I think you’re mistaken.
Yes.
Yes what?
I am mistaken.
That’s not much…
Much of what?
…of an answer.
Yes.
The Answer
by Robinson Jeffers
Then what is the answer?- Not to be deluded by dreams.
To know that great civilizations have broken down into violence,
and their tyrants come, many times before.
When open violence appears, to avoid it with honor or choose
the least ugly faction; these evils are essential.
To keep one's own integrity, be merciful and uncorrupted
and not wish for evil; and not be duped
By dreams of universal justice or happiness. These dreams will
not be fulfilled.
To know this, and know that however ugly the parts appear
the whole remains beautiful. A severed hand
Is an ugly thing and man dissevered from the earth and stars
and his history... for contemplation or in fact...
Often appears atrociously ugly. Integrity is wholeness,
the greatest beauty is
Organic wholeness, the wholeness of life and things, the divine beauty
of the universe.

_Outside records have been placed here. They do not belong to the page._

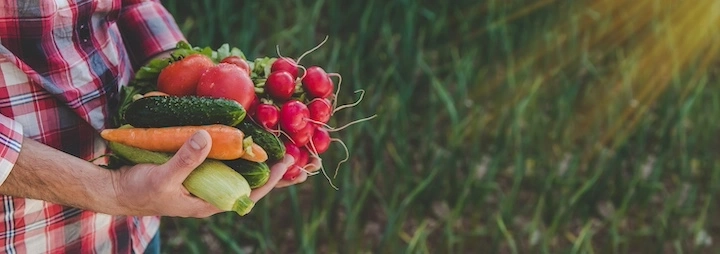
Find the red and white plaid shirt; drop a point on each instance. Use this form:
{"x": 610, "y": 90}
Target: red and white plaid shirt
{"x": 62, "y": 63}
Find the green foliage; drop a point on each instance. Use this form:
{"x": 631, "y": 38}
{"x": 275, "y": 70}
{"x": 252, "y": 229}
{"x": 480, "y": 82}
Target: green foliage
{"x": 472, "y": 151}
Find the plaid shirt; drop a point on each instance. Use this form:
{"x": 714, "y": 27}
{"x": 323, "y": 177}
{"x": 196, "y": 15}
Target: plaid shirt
{"x": 62, "y": 63}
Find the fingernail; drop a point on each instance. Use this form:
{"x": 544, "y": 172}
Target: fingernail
{"x": 289, "y": 160}
{"x": 197, "y": 142}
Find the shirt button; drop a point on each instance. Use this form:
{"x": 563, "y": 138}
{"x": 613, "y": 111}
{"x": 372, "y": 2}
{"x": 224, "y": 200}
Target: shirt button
{"x": 84, "y": 32}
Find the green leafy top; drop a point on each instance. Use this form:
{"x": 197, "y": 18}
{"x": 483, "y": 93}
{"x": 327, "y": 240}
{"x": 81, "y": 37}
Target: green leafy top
{"x": 145, "y": 79}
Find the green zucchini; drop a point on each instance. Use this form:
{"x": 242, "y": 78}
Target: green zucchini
{"x": 166, "y": 111}
{"x": 256, "y": 173}
{"x": 212, "y": 181}
{"x": 268, "y": 141}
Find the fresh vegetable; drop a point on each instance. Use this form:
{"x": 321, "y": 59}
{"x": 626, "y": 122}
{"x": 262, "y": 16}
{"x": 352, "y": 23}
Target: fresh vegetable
{"x": 302, "y": 136}
{"x": 165, "y": 111}
{"x": 285, "y": 108}
{"x": 267, "y": 115}
{"x": 212, "y": 181}
{"x": 155, "y": 93}
{"x": 227, "y": 81}
{"x": 236, "y": 60}
{"x": 319, "y": 110}
{"x": 317, "y": 83}
{"x": 254, "y": 152}
{"x": 268, "y": 141}
{"x": 280, "y": 85}
{"x": 293, "y": 116}
{"x": 181, "y": 77}
{"x": 227, "y": 141}
{"x": 320, "y": 141}
{"x": 285, "y": 64}
{"x": 256, "y": 173}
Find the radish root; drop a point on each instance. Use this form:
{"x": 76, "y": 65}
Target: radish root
{"x": 337, "y": 91}
{"x": 347, "y": 155}
{"x": 311, "y": 50}
{"x": 351, "y": 123}
{"x": 362, "y": 94}
{"x": 304, "y": 73}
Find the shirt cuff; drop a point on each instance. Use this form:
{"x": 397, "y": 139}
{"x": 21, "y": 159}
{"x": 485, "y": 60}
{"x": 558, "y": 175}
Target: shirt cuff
{"x": 147, "y": 29}
{"x": 11, "y": 137}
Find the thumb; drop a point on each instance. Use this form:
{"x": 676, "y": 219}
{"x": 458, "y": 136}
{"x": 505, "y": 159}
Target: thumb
{"x": 189, "y": 156}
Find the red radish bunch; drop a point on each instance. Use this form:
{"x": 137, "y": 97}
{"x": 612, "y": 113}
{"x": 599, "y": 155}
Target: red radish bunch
{"x": 295, "y": 103}
{"x": 297, "y": 108}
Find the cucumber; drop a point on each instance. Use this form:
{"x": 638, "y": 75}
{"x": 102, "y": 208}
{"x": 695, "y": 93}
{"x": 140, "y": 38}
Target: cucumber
{"x": 268, "y": 141}
{"x": 166, "y": 111}
{"x": 256, "y": 173}
{"x": 212, "y": 180}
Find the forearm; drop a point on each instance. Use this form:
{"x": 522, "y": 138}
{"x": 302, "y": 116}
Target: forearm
{"x": 44, "y": 173}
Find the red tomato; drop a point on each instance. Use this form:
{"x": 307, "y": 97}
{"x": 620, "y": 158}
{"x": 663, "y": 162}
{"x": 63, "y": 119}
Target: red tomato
{"x": 227, "y": 81}
{"x": 180, "y": 78}
{"x": 236, "y": 60}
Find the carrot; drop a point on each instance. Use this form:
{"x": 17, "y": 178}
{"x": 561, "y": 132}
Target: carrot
{"x": 155, "y": 93}
{"x": 256, "y": 153}
{"x": 227, "y": 141}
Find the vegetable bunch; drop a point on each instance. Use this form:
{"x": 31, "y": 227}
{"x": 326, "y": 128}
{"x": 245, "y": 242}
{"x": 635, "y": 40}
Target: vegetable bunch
{"x": 270, "y": 104}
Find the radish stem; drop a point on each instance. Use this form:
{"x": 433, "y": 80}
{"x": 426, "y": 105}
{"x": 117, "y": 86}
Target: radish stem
{"x": 311, "y": 50}
{"x": 347, "y": 155}
{"x": 362, "y": 94}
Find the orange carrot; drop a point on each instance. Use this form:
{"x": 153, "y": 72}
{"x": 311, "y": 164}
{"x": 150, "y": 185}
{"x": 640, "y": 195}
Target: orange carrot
{"x": 227, "y": 141}
{"x": 155, "y": 93}
{"x": 256, "y": 154}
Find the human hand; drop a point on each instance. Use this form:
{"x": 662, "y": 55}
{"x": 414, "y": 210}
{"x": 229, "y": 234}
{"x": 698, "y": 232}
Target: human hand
{"x": 147, "y": 189}
{"x": 312, "y": 166}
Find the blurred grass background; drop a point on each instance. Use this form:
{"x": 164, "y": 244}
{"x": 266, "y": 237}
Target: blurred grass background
{"x": 516, "y": 126}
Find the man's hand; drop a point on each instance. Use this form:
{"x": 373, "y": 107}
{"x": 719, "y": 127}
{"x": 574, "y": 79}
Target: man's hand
{"x": 148, "y": 189}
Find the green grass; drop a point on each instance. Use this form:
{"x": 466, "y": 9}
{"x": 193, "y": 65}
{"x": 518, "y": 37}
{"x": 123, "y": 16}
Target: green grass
{"x": 473, "y": 150}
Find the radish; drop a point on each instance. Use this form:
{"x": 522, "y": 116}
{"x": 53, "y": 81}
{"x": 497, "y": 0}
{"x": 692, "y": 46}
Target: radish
{"x": 320, "y": 141}
{"x": 302, "y": 137}
{"x": 317, "y": 83}
{"x": 253, "y": 105}
{"x": 293, "y": 172}
{"x": 280, "y": 85}
{"x": 293, "y": 116}
{"x": 320, "y": 110}
{"x": 267, "y": 115}
{"x": 285, "y": 64}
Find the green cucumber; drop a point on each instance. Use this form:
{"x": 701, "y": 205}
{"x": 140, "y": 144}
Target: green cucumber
{"x": 268, "y": 141}
{"x": 212, "y": 180}
{"x": 256, "y": 173}
{"x": 166, "y": 111}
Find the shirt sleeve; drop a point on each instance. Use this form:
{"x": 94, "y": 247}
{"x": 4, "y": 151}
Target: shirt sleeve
{"x": 147, "y": 29}
{"x": 11, "y": 137}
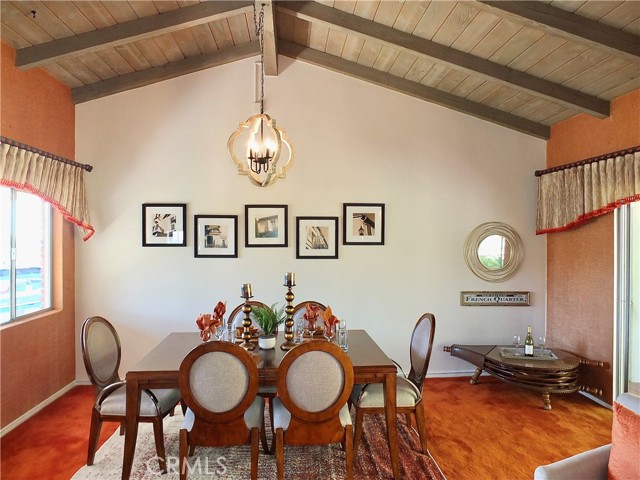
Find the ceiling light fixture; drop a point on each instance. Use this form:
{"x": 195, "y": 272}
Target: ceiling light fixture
{"x": 258, "y": 147}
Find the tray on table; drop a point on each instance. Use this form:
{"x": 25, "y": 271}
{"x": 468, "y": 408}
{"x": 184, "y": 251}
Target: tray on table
{"x": 518, "y": 354}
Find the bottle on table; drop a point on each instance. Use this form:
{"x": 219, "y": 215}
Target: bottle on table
{"x": 528, "y": 343}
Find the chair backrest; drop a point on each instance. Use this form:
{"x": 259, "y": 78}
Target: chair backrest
{"x": 420, "y": 350}
{"x": 300, "y": 309}
{"x": 218, "y": 381}
{"x": 100, "y": 352}
{"x": 314, "y": 381}
{"x": 236, "y": 316}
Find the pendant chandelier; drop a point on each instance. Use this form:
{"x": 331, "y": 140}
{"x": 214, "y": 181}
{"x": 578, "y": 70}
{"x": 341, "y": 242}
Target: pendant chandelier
{"x": 258, "y": 147}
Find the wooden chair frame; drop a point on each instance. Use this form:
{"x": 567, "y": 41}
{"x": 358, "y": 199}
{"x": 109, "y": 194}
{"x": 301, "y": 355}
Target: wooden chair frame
{"x": 105, "y": 386}
{"x": 416, "y": 377}
{"x": 314, "y": 428}
{"x": 219, "y": 429}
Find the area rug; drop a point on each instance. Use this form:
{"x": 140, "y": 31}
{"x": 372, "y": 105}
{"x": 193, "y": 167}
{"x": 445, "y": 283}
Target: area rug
{"x": 304, "y": 463}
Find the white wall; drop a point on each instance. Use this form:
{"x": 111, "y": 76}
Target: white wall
{"x": 440, "y": 174}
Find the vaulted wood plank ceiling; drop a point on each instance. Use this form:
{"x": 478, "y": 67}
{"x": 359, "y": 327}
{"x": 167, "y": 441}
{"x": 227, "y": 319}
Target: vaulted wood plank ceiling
{"x": 525, "y": 65}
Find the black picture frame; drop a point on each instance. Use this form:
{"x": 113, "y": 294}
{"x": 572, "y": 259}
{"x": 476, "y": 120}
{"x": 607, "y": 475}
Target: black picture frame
{"x": 164, "y": 225}
{"x": 215, "y": 236}
{"x": 317, "y": 237}
{"x": 363, "y": 223}
{"x": 266, "y": 225}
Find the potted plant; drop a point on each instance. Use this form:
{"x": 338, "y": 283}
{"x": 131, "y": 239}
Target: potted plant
{"x": 268, "y": 318}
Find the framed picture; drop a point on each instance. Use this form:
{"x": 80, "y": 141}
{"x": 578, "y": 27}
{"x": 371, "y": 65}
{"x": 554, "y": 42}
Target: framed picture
{"x": 215, "y": 236}
{"x": 163, "y": 224}
{"x": 363, "y": 224}
{"x": 265, "y": 225}
{"x": 317, "y": 237}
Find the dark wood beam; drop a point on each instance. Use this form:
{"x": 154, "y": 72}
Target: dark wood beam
{"x": 127, "y": 32}
{"x": 165, "y": 72}
{"x": 569, "y": 26}
{"x": 337, "y": 19}
{"x": 414, "y": 89}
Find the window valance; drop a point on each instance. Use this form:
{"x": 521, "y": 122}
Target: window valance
{"x": 569, "y": 195}
{"x": 56, "y": 180}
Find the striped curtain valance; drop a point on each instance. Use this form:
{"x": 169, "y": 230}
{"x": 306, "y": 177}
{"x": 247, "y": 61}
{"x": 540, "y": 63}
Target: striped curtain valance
{"x": 56, "y": 180}
{"x": 571, "y": 194}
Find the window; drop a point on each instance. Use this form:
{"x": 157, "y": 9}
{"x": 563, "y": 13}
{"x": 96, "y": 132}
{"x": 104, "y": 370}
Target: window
{"x": 627, "y": 356}
{"x": 25, "y": 254}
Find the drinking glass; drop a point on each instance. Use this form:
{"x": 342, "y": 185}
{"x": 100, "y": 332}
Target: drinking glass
{"x": 516, "y": 343}
{"x": 343, "y": 337}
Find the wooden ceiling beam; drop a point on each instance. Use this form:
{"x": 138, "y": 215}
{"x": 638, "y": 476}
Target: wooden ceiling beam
{"x": 414, "y": 89}
{"x": 270, "y": 40}
{"x": 165, "y": 72}
{"x": 127, "y": 32}
{"x": 339, "y": 20}
{"x": 569, "y": 26}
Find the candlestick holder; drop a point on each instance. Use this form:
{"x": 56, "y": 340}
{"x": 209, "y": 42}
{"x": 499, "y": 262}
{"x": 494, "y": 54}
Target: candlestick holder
{"x": 288, "y": 324}
{"x": 246, "y": 323}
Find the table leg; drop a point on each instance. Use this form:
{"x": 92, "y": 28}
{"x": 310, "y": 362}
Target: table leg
{"x": 391, "y": 412}
{"x": 475, "y": 377}
{"x": 130, "y": 426}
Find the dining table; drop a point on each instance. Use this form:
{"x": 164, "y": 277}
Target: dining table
{"x": 160, "y": 369}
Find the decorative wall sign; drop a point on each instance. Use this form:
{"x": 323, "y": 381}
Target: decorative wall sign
{"x": 494, "y": 299}
{"x": 163, "y": 224}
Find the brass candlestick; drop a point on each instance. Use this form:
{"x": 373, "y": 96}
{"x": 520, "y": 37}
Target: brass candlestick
{"x": 246, "y": 323}
{"x": 288, "y": 324}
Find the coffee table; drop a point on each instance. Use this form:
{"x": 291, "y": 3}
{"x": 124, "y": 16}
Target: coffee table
{"x": 556, "y": 373}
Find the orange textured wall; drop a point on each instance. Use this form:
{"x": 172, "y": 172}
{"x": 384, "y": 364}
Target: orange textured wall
{"x": 37, "y": 355}
{"x": 580, "y": 262}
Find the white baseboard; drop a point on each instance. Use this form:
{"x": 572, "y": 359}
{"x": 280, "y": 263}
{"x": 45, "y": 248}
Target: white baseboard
{"x": 25, "y": 416}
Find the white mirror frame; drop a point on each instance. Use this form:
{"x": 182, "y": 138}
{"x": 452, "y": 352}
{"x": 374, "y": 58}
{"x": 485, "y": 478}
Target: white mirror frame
{"x": 475, "y": 238}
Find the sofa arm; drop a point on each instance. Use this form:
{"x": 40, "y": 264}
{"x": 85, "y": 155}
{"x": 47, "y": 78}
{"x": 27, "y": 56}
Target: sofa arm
{"x": 589, "y": 465}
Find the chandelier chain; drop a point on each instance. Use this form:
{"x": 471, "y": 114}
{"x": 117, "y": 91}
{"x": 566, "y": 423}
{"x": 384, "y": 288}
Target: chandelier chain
{"x": 258, "y": 20}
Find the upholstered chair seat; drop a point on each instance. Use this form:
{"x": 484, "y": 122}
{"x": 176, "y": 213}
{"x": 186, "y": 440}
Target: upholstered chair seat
{"x": 165, "y": 399}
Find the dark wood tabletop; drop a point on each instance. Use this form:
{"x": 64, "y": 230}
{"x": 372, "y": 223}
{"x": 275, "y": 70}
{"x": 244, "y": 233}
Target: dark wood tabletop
{"x": 160, "y": 368}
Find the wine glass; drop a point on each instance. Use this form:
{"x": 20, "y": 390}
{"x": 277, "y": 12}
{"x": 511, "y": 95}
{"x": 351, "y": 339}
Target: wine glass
{"x": 516, "y": 343}
{"x": 542, "y": 342}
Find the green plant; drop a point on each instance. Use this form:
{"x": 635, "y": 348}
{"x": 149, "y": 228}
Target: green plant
{"x": 268, "y": 318}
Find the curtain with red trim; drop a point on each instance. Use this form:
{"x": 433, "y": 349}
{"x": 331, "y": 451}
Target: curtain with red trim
{"x": 58, "y": 183}
{"x": 568, "y": 197}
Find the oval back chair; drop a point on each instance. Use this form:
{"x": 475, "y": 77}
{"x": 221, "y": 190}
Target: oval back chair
{"x": 314, "y": 381}
{"x": 101, "y": 353}
{"x": 369, "y": 398}
{"x": 219, "y": 383}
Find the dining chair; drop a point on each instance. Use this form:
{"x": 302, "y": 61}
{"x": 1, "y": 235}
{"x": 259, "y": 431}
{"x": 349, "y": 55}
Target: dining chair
{"x": 101, "y": 352}
{"x": 219, "y": 383}
{"x": 314, "y": 381}
{"x": 369, "y": 398}
{"x": 235, "y": 320}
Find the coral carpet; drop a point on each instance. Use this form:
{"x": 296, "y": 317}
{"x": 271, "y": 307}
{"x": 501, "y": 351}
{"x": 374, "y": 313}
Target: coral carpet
{"x": 301, "y": 463}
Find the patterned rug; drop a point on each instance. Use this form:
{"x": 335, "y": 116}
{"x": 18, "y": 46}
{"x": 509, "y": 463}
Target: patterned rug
{"x": 304, "y": 463}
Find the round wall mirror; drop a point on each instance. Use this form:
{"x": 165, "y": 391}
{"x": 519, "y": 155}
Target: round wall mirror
{"x": 493, "y": 251}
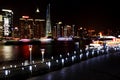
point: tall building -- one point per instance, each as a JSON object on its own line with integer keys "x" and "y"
{"x": 48, "y": 22}
{"x": 7, "y": 23}
{"x": 1, "y": 27}
{"x": 31, "y": 28}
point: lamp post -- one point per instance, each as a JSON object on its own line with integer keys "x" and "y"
{"x": 42, "y": 52}
{"x": 30, "y": 49}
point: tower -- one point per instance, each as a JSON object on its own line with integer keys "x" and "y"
{"x": 7, "y": 18}
{"x": 48, "y": 22}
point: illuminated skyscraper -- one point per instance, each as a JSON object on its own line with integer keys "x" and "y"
{"x": 48, "y": 22}
{"x": 7, "y": 18}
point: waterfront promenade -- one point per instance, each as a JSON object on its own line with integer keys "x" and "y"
{"x": 57, "y": 63}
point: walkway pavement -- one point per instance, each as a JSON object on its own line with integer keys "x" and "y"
{"x": 104, "y": 67}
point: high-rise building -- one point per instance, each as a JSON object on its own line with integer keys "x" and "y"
{"x": 7, "y": 23}
{"x": 31, "y": 28}
{"x": 48, "y": 22}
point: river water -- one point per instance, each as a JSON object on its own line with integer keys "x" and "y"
{"x": 21, "y": 52}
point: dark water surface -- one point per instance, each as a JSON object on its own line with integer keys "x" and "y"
{"x": 22, "y": 52}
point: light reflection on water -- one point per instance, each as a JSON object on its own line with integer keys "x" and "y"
{"x": 22, "y": 53}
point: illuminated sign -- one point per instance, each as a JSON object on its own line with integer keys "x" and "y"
{"x": 0, "y": 17}
{"x": 25, "y": 17}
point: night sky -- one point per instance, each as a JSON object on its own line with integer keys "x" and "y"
{"x": 99, "y": 15}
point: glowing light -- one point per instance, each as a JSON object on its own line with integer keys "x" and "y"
{"x": 25, "y": 40}
{"x": 49, "y": 64}
{"x": 42, "y": 52}
{"x": 37, "y": 10}
{"x": 44, "y": 39}
{"x": 6, "y": 72}
{"x": 25, "y": 17}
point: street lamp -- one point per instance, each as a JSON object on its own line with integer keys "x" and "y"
{"x": 42, "y": 52}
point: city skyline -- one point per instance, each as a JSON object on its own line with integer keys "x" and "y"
{"x": 97, "y": 15}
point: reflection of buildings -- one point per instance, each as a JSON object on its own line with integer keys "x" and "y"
{"x": 6, "y": 23}
{"x": 31, "y": 28}
{"x": 63, "y": 31}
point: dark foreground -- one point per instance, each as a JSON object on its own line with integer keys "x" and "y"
{"x": 104, "y": 67}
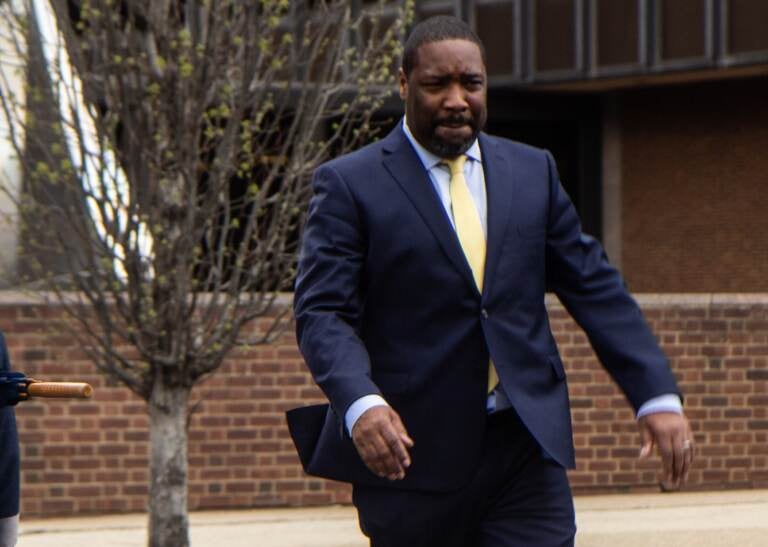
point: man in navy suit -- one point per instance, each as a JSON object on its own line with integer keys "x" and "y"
{"x": 9, "y": 456}
{"x": 420, "y": 311}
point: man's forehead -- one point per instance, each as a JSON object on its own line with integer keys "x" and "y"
{"x": 449, "y": 53}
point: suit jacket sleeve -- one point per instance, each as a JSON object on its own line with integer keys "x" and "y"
{"x": 9, "y": 451}
{"x": 594, "y": 293}
{"x": 329, "y": 294}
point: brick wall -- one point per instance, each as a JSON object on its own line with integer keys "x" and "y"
{"x": 694, "y": 187}
{"x": 91, "y": 457}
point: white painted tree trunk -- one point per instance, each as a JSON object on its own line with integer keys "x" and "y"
{"x": 168, "y": 519}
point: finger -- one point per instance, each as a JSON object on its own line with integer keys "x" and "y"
{"x": 667, "y": 458}
{"x": 397, "y": 448}
{"x": 679, "y": 450}
{"x": 384, "y": 459}
{"x": 647, "y": 441}
{"x": 403, "y": 437}
{"x": 688, "y": 460}
{"x": 374, "y": 449}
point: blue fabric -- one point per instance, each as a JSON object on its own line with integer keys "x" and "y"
{"x": 385, "y": 303}
{"x": 9, "y": 450}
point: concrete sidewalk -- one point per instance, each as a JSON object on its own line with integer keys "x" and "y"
{"x": 719, "y": 519}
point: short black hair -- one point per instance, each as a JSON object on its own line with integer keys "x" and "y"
{"x": 436, "y": 29}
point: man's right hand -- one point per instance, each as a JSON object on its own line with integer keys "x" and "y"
{"x": 382, "y": 442}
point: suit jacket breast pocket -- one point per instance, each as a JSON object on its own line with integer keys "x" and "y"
{"x": 531, "y": 231}
{"x": 392, "y": 382}
{"x": 557, "y": 365}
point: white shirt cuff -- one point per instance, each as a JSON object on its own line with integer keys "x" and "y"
{"x": 663, "y": 403}
{"x": 357, "y": 409}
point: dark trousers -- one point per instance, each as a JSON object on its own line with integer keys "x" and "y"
{"x": 517, "y": 498}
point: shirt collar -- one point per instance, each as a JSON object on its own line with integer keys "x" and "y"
{"x": 430, "y": 160}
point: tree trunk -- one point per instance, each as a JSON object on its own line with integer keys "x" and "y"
{"x": 168, "y": 519}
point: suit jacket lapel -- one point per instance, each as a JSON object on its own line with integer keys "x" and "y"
{"x": 499, "y": 188}
{"x": 405, "y": 167}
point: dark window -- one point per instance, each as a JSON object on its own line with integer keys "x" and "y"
{"x": 555, "y": 35}
{"x": 495, "y": 23}
{"x": 617, "y": 32}
{"x": 747, "y": 26}
{"x": 682, "y": 29}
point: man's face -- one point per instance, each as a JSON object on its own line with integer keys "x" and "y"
{"x": 445, "y": 96}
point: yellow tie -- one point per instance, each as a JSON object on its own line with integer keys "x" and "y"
{"x": 469, "y": 230}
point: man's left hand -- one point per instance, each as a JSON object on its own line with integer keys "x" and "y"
{"x": 672, "y": 434}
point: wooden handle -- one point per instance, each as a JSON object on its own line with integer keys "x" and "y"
{"x": 77, "y": 390}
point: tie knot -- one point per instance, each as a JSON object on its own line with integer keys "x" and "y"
{"x": 456, "y": 165}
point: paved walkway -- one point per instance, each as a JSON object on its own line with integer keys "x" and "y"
{"x": 719, "y": 519}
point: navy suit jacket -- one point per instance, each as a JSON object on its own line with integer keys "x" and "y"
{"x": 385, "y": 303}
{"x": 9, "y": 450}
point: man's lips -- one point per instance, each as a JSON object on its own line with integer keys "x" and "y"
{"x": 454, "y": 124}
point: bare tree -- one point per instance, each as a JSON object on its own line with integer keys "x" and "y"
{"x": 166, "y": 148}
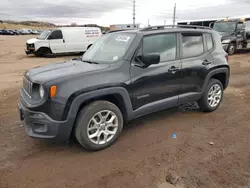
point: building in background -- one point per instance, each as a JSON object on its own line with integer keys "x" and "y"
{"x": 124, "y": 26}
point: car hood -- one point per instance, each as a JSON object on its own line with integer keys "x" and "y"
{"x": 51, "y": 72}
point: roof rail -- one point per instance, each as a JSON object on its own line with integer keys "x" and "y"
{"x": 175, "y": 26}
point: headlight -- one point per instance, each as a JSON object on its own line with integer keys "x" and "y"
{"x": 226, "y": 41}
{"x": 41, "y": 91}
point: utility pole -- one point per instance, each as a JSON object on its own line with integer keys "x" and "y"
{"x": 174, "y": 17}
{"x": 134, "y": 13}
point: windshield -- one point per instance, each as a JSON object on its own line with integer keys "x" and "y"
{"x": 227, "y": 27}
{"x": 109, "y": 48}
{"x": 44, "y": 34}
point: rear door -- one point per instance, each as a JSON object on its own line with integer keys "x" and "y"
{"x": 160, "y": 81}
{"x": 57, "y": 42}
{"x": 196, "y": 62}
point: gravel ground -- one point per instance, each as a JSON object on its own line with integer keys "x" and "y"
{"x": 145, "y": 156}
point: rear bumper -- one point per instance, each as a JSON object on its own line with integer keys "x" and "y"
{"x": 40, "y": 125}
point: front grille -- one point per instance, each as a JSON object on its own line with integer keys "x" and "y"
{"x": 27, "y": 86}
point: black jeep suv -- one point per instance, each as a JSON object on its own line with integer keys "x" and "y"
{"x": 122, "y": 76}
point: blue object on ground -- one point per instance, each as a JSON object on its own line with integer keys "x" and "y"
{"x": 174, "y": 135}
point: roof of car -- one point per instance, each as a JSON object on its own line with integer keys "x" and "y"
{"x": 166, "y": 29}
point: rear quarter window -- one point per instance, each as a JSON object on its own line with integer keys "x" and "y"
{"x": 192, "y": 45}
{"x": 209, "y": 41}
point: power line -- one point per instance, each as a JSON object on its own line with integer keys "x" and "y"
{"x": 174, "y": 17}
{"x": 134, "y": 13}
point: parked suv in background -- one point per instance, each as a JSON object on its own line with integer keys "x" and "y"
{"x": 122, "y": 76}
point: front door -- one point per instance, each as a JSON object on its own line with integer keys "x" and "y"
{"x": 57, "y": 42}
{"x": 196, "y": 61}
{"x": 157, "y": 82}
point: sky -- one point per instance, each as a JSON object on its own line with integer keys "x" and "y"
{"x": 108, "y": 12}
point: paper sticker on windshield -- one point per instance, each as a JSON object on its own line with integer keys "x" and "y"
{"x": 122, "y": 38}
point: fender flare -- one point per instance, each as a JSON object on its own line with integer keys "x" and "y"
{"x": 224, "y": 70}
{"x": 75, "y": 105}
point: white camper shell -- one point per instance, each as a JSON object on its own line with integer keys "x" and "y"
{"x": 63, "y": 40}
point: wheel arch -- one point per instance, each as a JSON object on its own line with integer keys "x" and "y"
{"x": 222, "y": 74}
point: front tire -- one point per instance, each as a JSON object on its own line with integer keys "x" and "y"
{"x": 212, "y": 96}
{"x": 98, "y": 125}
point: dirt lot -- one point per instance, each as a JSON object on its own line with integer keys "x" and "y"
{"x": 145, "y": 153}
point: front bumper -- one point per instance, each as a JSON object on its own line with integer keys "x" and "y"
{"x": 225, "y": 46}
{"x": 40, "y": 125}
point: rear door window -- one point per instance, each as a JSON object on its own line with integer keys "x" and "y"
{"x": 57, "y": 34}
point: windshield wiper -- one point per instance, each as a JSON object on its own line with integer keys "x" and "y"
{"x": 90, "y": 62}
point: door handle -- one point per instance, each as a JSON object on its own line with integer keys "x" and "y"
{"x": 206, "y": 62}
{"x": 173, "y": 69}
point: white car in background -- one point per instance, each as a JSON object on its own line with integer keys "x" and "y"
{"x": 63, "y": 40}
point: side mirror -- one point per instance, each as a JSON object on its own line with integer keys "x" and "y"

Love that, not man
Apart from that, or else you will share man's pitiful confusions,
or drown in despair when his days darken.
(From THE COLLECTED POETRY OF ROBINSON JEFFERS, edited by Tim Hunt. Stanford University Press. Copyright 1936)
The less said about God, the better.
Why?
Don’t ask. (The answer is unsettling.)
As is God.
Since it is God's nature not to be like anyone, we have to come to the state of being nothing in order to enter into the same nature that He is. [Meister Elkhart, German sermon 7, trans M.O’C. Walshe]
God is nothing like what we think of God.
Not even close.
What, then, do we do about God?
You might say God matters. (Literally, God causes to be that which becomes matter.)
What’s with matter? (‘What is’ is with matter.)
We are what is with matter. (We are with God. God is with us.)
‘With’ is the unspoken name of God.
What’s with you? (The answer is in the question.)
I have nothing to say about God.
That nothing, that unsaying, is middle of the night zen.
You ask, ‘Do I believe in God?’
What’s with that question? (What is, with, that question.)
Water drops from eaves onto sun porch roof. I hear this. Silence holds it within itself.
Out across Penobscot Bay in Pulpit Harbor a sailboat rides anchor or holds mooring ball in the moist morning after-rain quiet.
(Dreams lift and laze hull and soul before dawn lifts tide and tone of faint light.)
They and you — God be with you! (God be-with you.)
May we each experience bewithing.
(A zen enlightening act of being.)
God is no parenthesis.
(Rather, God is nothing sounding itself with silence.)
Nothing, sounding, itself, with, silence.